You can see “Running Longest” coding construct, similar to Running Maximum. There are other high-level coding constructs and strategies at play in the findTheLongestBalancedSubstring solution:

  1. Iterative Generation: The solution continually generates increasingly larger balanced strings, starting from the smallest possible balanced string (“01”). This is an application of iterative generation where the next state depends on the previous state.

  2. Greedy Local Optimization: The solution adopts a greedy approach where it continually updates the longest balanced substring found so far. This allows for locally optimal decisions at each step with the hope of finding a global optimum.

  3. Substring Search: This pattern is evident where the solution checks the existence of each generated balanced string as a substring within the given string s. It’s a form of pattern matching used to solve the problem.

  4. Early Termination: The solution terminates the iterative generation when the length of the generated balanced string exceeds the length of s. This is a form of early termination or a stopping criterion that optimizes the solution by avoiding unnecessary computation.

  5. Result Aggregation: The solution keeps track of the longest length found during the iterations and finally returns this value. This pattern of aggregating or accumulating a result during the iteration and returning it at the end is a common pattern in many problems.

These play a critical role in constructing the solution to this problem.

Q&A

Slice up entire string into units of 0s and 1s. These units should always starts with 0 and ends with 1. In each of these units look for the balanced substring and note down the length of the balanced substring. The result is the maximum length of all the balanced substrings.

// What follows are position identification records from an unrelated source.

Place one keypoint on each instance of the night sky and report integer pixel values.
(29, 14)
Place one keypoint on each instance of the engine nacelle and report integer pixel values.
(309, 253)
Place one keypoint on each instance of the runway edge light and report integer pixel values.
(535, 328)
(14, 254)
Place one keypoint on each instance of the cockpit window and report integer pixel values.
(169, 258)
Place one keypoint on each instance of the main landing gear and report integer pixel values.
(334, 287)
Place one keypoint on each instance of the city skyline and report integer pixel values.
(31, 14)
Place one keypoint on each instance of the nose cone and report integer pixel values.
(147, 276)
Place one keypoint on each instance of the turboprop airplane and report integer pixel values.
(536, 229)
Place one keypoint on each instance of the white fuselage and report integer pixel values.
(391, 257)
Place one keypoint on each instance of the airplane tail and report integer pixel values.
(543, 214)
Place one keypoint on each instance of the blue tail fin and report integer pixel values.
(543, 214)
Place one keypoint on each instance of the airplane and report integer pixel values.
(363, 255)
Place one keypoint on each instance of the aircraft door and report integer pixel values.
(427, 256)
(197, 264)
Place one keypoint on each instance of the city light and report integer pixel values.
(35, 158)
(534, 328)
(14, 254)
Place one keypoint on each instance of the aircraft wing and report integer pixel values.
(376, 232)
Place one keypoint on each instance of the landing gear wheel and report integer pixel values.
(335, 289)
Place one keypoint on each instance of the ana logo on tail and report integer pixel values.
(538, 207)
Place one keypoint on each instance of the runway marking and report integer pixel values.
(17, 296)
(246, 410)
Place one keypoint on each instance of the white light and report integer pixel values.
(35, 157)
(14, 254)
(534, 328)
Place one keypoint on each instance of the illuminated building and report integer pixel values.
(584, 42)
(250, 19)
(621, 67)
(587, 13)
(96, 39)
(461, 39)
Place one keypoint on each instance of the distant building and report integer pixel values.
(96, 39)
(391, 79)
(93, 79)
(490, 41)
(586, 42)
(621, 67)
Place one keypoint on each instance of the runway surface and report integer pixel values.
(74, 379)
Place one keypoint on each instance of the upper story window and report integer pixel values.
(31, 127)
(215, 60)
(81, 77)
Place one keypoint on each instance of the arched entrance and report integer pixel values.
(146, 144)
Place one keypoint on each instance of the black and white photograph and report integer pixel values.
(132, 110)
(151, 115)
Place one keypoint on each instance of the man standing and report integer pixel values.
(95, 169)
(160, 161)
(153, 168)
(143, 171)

Yes, your approach is another effective method to solve the problem, and it can be more efficient than generating all possible balanced strings.

Here’s how it works:

  1. Slicing into Units: The first step is to divide the entire string into units where each unit starts with ‘0’ and ends with ‘1’. This can be done by iterating through the string and creating a new unit whenever we encounter a transition from ‘1’ to ‘0’.

  2. Finding Balanced Substrings: For each unit, we find the longest balanced substring. We can do this by maintaining a balance counter that increments when we encounter ‘0’ and decrements when we encounter ‘1’. When the balance counter is zero, it means we have found a balanced substring.

  3. Updating Result: If the length of the balanced substring is larger than the current maximum length, we update the maximum length.

  4. Returning Result: The result is the maximum length of all the balanced substrings that we have found.

This approach works because a balanced string must start with ‘0’ and end with ‘1’, and the number of ‘0’s must equal the number of ‘1’s. By dividing the string into units that start with ‘0’ and end with ‘1’, we ensure that we consider all possible balanced substrings. By maintaining a balance counter, we can efficiently find balanced substrings within each unit.